How to find out the name of the default page displayed by a webserver?
-
22-10-2019 - |
Question
I'm downloading various files through I/O-streaming in my Java application. Receiving and saving those files works well as long as I have a full URL-path including file name, but how can I find out the name of the index file (as defined in, for example, Apache's DirectoryIndex
) of a domain? The HTTP header doesn't provide this information and neither does the URLConnection
method.
Thanks alot!
Be well
S.
Solution
As far as I know there is no way of retrieving this information. The HTTP specification doesn't provide it, and I think this isn't a bad thing. Your clients requests the URL "/", it's up to the web server how to handle that, there is no obligation to return a filename too.
It's also worth pointing out (I'm sure you're aware of it but just in case) that just because a URL looks like /somedir/somefile.html
, it doesn't mean that is the actual file being served.
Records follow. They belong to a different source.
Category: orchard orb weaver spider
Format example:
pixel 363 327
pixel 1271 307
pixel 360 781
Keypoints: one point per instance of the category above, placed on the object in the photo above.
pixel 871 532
It could be being served via a proxy to another host, mod_rewrite etc - in other words, the name as arbitrary and doesn't necessarily bear any relation to the physical name on disk.
In short, I think your best bet would be to pick a default filename e.g. index.html
for those cases and stick to it.
OTHER TIPS
Only way out is to:
- Inspect Content-Disposition header and use it to generate filename. If server is serving a file, it would set this header. E.g. http://server:port/DownLoadServlet URL might set this header to indicate name as "statement.pdf".
- IF this header is missing, use Heuristics to generate filename. This is what browsers do to generate filenames like Doc[10].pdf Doc[12].pdf etc.
- Use content-type header (if available) to guess file extension.